Cell death was analyzed using fluorescien in situ TUNEL labelling kit (Roche) according to manufacturer’s protocol with mild modification. 20 μm cryosections were boiled for 10 min in 10 mM sodium citrate buffer, pH6 following which slides were rinsed in 1X PBS and incubated in TUNEL labeling mix containing the enzyme in a manufacturer recommended concentration for 1 hr at 37 °C in a humidified chamber. Slides were then washed in 1XPBS and counterstained with DAPI. Total number of TUNEL^+ve cells per cerebellar section was counted and average from 3 sections was plotted.

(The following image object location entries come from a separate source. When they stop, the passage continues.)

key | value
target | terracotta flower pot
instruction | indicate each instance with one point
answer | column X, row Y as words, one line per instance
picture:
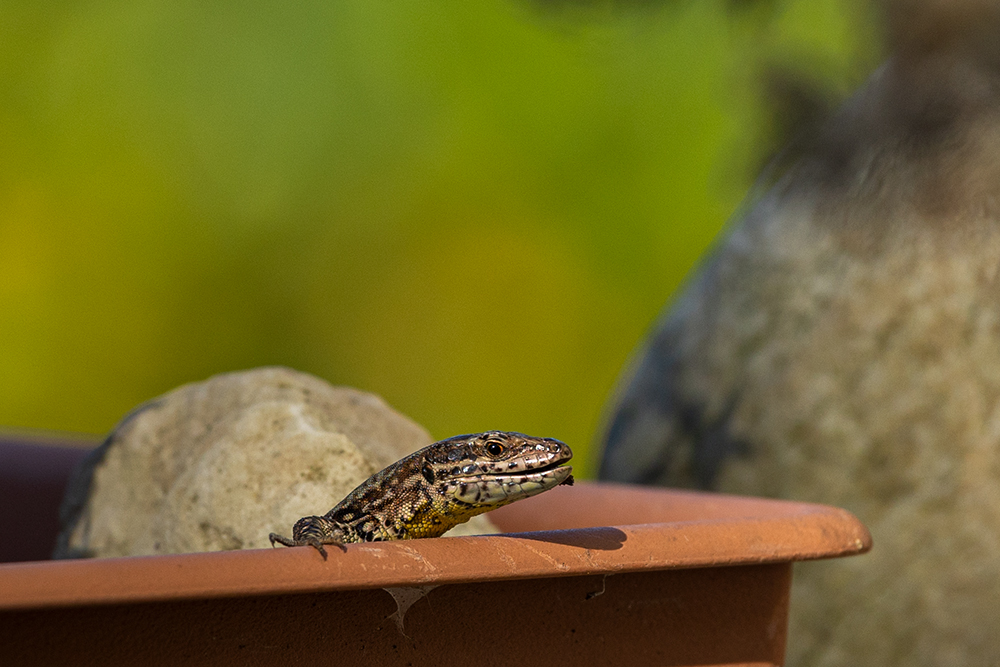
column 590, row 574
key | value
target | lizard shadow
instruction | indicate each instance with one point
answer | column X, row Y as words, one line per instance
column 603, row 538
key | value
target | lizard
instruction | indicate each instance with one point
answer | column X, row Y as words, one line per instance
column 438, row 487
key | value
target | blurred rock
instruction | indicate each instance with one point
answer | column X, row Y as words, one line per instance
column 219, row 464
column 842, row 345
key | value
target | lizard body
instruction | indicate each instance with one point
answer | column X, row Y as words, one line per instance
column 438, row 487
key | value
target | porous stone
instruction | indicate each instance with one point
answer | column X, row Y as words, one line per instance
column 220, row 464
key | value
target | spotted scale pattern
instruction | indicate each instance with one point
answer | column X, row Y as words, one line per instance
column 438, row 487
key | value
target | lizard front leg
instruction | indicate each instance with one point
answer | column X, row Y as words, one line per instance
column 314, row 531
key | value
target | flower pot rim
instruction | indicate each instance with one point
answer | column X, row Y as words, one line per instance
column 588, row 529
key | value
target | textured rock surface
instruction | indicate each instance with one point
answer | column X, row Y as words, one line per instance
column 842, row 345
column 220, row 464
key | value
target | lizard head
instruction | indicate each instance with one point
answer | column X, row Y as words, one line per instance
column 495, row 468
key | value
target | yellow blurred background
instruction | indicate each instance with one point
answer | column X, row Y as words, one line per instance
column 474, row 209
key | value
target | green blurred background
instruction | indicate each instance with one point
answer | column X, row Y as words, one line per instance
column 474, row 209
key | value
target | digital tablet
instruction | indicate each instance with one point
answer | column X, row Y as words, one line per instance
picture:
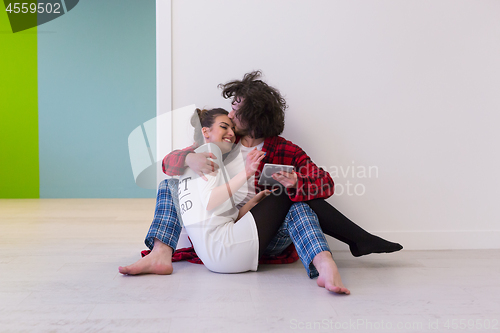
column 266, row 177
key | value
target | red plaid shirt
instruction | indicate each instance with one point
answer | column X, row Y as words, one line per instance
column 312, row 182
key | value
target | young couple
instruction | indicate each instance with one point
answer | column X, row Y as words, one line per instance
column 230, row 224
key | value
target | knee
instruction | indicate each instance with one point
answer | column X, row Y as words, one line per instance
column 302, row 209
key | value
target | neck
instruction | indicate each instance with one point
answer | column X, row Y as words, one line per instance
column 248, row 141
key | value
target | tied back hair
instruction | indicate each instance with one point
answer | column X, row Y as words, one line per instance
column 204, row 118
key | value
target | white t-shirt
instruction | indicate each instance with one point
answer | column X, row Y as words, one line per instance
column 222, row 245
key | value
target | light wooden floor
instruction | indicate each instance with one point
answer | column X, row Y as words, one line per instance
column 58, row 273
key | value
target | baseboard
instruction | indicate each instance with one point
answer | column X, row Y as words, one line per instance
column 435, row 240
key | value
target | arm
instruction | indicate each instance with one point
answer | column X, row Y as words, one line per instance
column 312, row 182
column 174, row 163
column 252, row 202
column 308, row 181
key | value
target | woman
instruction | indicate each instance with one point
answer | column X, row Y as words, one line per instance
column 209, row 211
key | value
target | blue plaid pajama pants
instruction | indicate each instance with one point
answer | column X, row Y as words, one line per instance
column 301, row 227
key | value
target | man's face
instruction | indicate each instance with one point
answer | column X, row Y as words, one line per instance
column 235, row 105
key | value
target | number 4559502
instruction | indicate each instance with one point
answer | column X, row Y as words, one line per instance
column 33, row 8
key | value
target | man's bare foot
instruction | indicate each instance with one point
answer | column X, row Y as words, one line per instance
column 329, row 276
column 159, row 261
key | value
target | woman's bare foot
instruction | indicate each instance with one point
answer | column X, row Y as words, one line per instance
column 159, row 261
column 329, row 276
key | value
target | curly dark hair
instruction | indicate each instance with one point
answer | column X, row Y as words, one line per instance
column 263, row 109
column 204, row 118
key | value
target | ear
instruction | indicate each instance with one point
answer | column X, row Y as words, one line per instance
column 205, row 130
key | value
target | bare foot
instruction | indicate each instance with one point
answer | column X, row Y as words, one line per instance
column 159, row 261
column 329, row 276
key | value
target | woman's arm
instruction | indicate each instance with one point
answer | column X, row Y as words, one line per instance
column 252, row 202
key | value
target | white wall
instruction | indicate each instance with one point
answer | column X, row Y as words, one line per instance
column 409, row 87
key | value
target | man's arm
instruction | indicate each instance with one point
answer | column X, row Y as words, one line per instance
column 176, row 162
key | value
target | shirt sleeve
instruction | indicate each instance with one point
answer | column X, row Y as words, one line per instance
column 173, row 163
column 312, row 181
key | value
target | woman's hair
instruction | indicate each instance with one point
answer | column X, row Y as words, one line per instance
column 263, row 109
column 204, row 118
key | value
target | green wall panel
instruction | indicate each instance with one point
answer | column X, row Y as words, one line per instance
column 19, row 176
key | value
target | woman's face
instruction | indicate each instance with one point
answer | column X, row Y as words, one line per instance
column 221, row 133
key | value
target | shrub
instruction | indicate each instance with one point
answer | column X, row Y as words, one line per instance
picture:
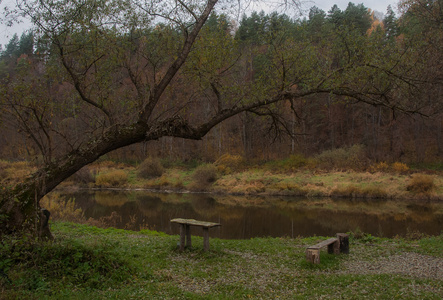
column 297, row 161
column 112, row 179
column 205, row 174
column 399, row 167
column 228, row 163
column 379, row 167
column 83, row 176
column 343, row 158
column 421, row 184
column 150, row 168
column 62, row 209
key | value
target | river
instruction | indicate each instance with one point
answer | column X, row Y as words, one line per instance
column 244, row 217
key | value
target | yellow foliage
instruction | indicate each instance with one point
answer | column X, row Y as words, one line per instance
column 228, row 163
column 379, row 167
column 62, row 209
column 399, row 167
column 113, row 178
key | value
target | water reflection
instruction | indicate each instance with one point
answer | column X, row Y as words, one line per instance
column 247, row 217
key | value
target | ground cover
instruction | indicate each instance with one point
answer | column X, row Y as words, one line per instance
column 89, row 262
column 380, row 180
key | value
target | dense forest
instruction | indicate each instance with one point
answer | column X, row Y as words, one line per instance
column 184, row 79
column 261, row 52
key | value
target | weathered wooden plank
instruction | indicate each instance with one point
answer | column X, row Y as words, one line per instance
column 313, row 255
column 193, row 222
column 323, row 243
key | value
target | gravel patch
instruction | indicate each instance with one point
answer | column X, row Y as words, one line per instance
column 408, row 263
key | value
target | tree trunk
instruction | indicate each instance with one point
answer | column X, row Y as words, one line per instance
column 19, row 207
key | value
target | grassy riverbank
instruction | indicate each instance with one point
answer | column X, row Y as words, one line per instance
column 286, row 177
column 336, row 174
column 88, row 262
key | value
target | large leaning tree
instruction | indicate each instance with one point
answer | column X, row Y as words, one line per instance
column 110, row 73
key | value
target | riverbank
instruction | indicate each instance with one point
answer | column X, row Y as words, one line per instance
column 89, row 262
column 380, row 181
column 295, row 176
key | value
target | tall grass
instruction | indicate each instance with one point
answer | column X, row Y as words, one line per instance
column 150, row 168
column 350, row 158
column 114, row 178
column 421, row 183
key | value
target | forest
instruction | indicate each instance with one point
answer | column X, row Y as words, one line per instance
column 186, row 79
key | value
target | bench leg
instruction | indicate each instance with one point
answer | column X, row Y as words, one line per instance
column 313, row 256
column 334, row 248
column 206, row 238
column 182, row 236
column 343, row 242
column 188, row 237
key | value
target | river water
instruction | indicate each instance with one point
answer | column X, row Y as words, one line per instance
column 244, row 217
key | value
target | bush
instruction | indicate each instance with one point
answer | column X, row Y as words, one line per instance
column 150, row 168
column 112, row 179
column 205, row 174
column 399, row 167
column 343, row 158
column 62, row 209
column 228, row 163
column 379, row 167
column 83, row 176
column 421, row 184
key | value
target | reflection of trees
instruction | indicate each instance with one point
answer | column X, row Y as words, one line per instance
column 111, row 198
column 257, row 216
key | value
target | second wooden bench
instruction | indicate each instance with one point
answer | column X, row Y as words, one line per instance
column 337, row 245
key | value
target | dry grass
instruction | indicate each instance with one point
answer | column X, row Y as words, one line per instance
column 62, row 209
column 115, row 178
column 421, row 183
column 150, row 168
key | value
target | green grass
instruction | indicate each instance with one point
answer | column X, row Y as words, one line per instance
column 93, row 263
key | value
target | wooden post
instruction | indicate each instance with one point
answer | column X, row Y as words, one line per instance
column 182, row 236
column 344, row 242
column 313, row 255
column 206, row 238
column 334, row 248
column 188, row 237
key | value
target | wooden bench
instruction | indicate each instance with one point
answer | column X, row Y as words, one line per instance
column 337, row 245
column 185, row 231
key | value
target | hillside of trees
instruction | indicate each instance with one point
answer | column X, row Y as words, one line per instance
column 183, row 79
column 253, row 52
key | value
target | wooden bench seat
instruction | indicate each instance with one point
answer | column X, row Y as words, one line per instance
column 185, row 231
column 337, row 245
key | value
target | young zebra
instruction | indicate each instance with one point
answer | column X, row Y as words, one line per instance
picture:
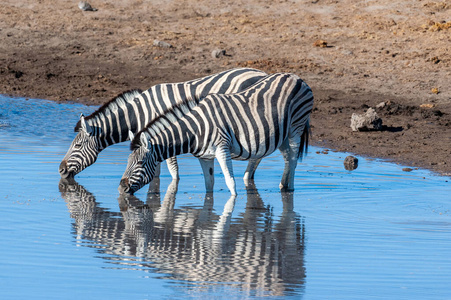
column 133, row 110
column 272, row 114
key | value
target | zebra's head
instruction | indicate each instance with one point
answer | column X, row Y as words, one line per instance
column 141, row 165
column 82, row 152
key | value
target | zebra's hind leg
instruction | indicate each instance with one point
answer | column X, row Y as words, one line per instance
column 208, row 169
column 250, row 170
column 225, row 161
column 290, row 153
column 173, row 167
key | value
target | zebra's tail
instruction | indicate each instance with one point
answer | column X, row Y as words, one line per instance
column 303, row 147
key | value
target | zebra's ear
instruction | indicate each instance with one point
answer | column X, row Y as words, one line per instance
column 144, row 141
column 131, row 136
column 84, row 125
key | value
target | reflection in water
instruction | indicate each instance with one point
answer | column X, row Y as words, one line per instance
column 255, row 251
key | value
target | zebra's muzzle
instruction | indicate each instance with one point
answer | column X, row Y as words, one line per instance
column 64, row 172
column 124, row 186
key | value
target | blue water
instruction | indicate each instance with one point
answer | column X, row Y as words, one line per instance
column 374, row 233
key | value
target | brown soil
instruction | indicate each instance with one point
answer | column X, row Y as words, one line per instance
column 354, row 55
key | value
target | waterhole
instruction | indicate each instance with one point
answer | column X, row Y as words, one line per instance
column 373, row 233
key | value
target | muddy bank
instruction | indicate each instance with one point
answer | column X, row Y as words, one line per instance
column 354, row 54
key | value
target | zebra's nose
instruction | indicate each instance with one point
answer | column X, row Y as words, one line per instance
column 124, row 186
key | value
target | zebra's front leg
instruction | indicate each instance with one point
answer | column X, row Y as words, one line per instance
column 208, row 169
column 154, row 186
column 173, row 167
column 250, row 170
column 290, row 150
column 225, row 161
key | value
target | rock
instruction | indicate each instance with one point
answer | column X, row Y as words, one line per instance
column 85, row 6
column 217, row 53
column 381, row 105
column 368, row 121
column 351, row 163
column 427, row 105
column 162, row 44
column 320, row 43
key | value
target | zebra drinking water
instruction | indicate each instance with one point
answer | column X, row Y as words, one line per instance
column 133, row 110
column 272, row 114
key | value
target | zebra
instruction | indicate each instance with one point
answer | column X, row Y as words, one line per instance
column 272, row 114
column 131, row 111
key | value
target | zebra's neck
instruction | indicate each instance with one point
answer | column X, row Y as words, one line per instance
column 113, row 121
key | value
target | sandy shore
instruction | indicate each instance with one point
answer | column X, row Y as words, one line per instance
column 354, row 55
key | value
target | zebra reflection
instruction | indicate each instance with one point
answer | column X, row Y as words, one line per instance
column 255, row 251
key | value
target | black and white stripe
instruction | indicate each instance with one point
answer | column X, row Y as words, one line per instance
column 272, row 114
column 133, row 110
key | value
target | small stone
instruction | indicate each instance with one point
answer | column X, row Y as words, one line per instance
column 381, row 105
column 427, row 105
column 351, row 163
column 85, row 6
column 217, row 53
column 161, row 44
column 366, row 122
column 320, row 43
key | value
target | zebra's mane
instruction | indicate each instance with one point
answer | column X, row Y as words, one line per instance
column 157, row 125
column 112, row 105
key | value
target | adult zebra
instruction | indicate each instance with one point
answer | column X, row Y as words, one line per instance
column 272, row 114
column 133, row 110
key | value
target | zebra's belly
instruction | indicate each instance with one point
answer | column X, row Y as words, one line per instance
column 246, row 151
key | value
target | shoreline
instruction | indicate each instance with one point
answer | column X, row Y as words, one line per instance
column 353, row 54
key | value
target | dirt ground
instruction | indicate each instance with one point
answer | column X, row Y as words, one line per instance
column 354, row 54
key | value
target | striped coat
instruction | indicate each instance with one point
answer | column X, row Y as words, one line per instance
column 133, row 110
column 272, row 114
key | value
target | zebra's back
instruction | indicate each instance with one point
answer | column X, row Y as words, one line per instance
column 258, row 120
column 163, row 97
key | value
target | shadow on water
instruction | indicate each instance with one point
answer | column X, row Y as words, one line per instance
column 255, row 252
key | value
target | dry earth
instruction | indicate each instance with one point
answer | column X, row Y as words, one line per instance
column 354, row 54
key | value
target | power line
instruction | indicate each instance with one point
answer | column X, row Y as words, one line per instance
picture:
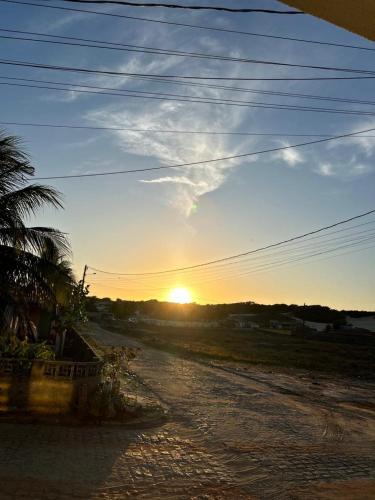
column 190, row 164
column 261, row 267
column 168, row 52
column 197, row 77
column 164, row 131
column 162, row 96
column 307, row 243
column 194, row 26
column 189, row 7
column 245, row 90
column 242, row 254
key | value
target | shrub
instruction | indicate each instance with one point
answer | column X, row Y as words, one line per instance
column 22, row 349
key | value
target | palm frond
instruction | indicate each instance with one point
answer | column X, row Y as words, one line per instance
column 35, row 239
column 28, row 200
column 15, row 166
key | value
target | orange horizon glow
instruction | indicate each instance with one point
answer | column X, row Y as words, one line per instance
column 180, row 295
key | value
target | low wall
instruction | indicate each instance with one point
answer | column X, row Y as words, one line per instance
column 47, row 387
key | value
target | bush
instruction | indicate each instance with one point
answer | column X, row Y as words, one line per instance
column 21, row 349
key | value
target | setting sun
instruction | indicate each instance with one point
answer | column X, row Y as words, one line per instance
column 180, row 295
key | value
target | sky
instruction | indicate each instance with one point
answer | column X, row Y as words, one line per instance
column 173, row 218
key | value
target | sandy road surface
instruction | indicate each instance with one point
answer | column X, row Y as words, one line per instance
column 231, row 435
column 276, row 435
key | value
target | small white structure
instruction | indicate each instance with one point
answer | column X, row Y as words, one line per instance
column 244, row 321
column 178, row 323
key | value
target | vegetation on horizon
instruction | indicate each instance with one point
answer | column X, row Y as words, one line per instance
column 35, row 275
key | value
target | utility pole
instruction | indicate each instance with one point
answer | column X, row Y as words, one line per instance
column 84, row 276
column 303, row 319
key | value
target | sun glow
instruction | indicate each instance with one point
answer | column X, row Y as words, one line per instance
column 180, row 295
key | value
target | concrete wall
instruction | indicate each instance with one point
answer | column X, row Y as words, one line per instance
column 43, row 394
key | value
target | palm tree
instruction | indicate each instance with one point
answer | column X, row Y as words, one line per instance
column 30, row 257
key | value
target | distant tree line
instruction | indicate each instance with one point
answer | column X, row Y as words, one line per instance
column 195, row 312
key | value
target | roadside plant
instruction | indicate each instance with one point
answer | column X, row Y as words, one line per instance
column 108, row 401
column 34, row 271
column 22, row 349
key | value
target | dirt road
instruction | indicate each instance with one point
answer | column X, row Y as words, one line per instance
column 232, row 434
column 276, row 435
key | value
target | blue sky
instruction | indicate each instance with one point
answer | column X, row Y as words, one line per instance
column 151, row 221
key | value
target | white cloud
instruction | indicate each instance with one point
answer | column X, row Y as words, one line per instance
column 326, row 169
column 290, row 156
column 189, row 183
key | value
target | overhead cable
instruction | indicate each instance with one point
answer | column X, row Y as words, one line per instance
column 294, row 95
column 189, row 7
column 163, row 131
column 203, row 162
column 243, row 254
column 136, row 94
column 193, row 26
column 356, row 71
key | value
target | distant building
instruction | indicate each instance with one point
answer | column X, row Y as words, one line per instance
column 178, row 323
column 242, row 321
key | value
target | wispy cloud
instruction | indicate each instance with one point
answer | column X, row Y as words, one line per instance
column 184, row 188
column 290, row 156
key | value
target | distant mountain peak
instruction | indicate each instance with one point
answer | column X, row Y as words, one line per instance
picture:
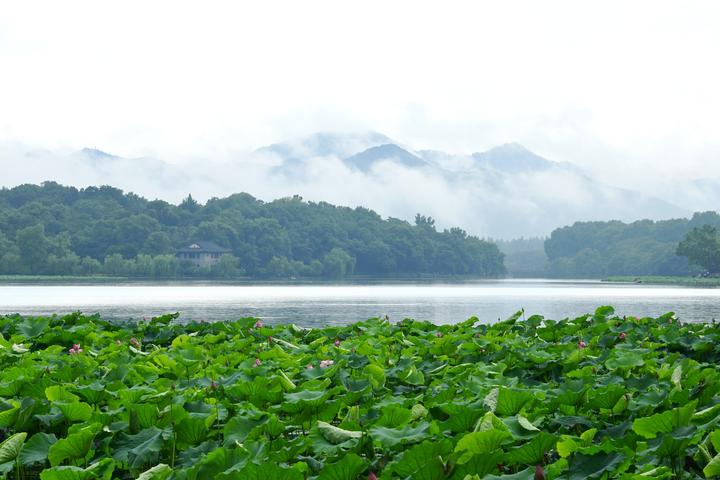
column 95, row 154
column 323, row 144
column 389, row 151
column 512, row 157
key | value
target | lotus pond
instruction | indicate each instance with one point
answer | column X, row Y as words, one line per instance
column 599, row 396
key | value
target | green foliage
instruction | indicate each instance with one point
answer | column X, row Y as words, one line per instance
column 645, row 247
column 49, row 229
column 223, row 400
column 701, row 246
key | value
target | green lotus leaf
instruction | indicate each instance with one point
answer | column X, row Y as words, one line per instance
column 349, row 467
column 75, row 446
column 36, row 448
column 10, row 448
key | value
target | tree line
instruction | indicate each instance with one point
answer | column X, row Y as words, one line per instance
column 667, row 247
column 51, row 229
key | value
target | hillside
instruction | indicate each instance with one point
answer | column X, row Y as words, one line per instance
column 52, row 229
column 646, row 247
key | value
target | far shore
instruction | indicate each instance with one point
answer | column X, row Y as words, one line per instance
column 666, row 280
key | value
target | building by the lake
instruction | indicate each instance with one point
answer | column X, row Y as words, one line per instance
column 202, row 253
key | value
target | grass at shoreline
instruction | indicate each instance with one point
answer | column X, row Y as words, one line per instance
column 666, row 280
column 598, row 396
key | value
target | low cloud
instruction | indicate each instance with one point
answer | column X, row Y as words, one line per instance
column 483, row 201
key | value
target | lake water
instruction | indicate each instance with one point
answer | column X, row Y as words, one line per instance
column 314, row 305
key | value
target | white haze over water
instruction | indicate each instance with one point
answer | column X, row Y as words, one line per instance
column 626, row 92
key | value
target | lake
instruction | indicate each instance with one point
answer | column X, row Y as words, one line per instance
column 319, row 304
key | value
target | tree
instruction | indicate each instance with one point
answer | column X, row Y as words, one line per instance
column 701, row 246
column 189, row 204
column 338, row 263
column 33, row 247
column 157, row 243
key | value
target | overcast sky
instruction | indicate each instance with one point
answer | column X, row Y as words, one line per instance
column 628, row 90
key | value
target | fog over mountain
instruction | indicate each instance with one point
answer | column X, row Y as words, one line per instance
column 507, row 191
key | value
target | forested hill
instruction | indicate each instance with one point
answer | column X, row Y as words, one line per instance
column 646, row 247
column 57, row 230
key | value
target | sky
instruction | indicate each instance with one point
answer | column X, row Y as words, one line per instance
column 626, row 90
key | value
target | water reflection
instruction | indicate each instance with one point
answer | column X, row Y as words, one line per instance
column 337, row 304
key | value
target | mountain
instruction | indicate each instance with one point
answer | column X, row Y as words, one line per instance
column 324, row 145
column 511, row 157
column 504, row 192
column 365, row 160
column 507, row 191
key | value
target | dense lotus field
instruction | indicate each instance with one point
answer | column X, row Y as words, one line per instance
column 595, row 397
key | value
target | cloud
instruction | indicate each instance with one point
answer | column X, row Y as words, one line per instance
column 454, row 189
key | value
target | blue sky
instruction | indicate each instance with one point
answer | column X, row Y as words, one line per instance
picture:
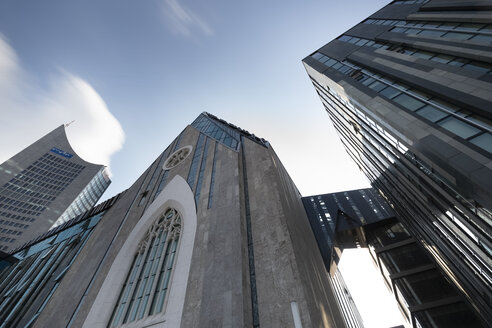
column 133, row 74
column 157, row 64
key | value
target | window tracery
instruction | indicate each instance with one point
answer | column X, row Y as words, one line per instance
column 148, row 280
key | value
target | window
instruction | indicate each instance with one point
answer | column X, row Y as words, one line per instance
column 144, row 291
column 458, row 127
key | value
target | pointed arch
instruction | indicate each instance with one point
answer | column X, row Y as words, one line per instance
column 178, row 197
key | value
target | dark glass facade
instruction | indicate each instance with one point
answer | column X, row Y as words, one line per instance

Area measurement and cell counts

Area of sagittal cerebellar section was calculated for each developmental stage (E14.5, PN1 and PN7) after DAPI staining using Image J software from NIH (version 1.48). All quantifications were done blinded to the genotype. Each section was divided into equal bins (of same area) and cell counting was done using the Photoshop counting tool after immunohistochemical analysis with specific markers. For each stage littermates were analysed and all quantification was carried out in at least 3 sections per individual in minimum of 3 animals for each stage and the data was averaged.

Statistical analysis

Statistical significance between the groups was calculated by unpaired student’s t-test and p < 0.05 was considered statistically significant. Statistical significance of multiple groups was analyzed using Tukey HSD Post-hoc test. All results are presented as mean ± SD.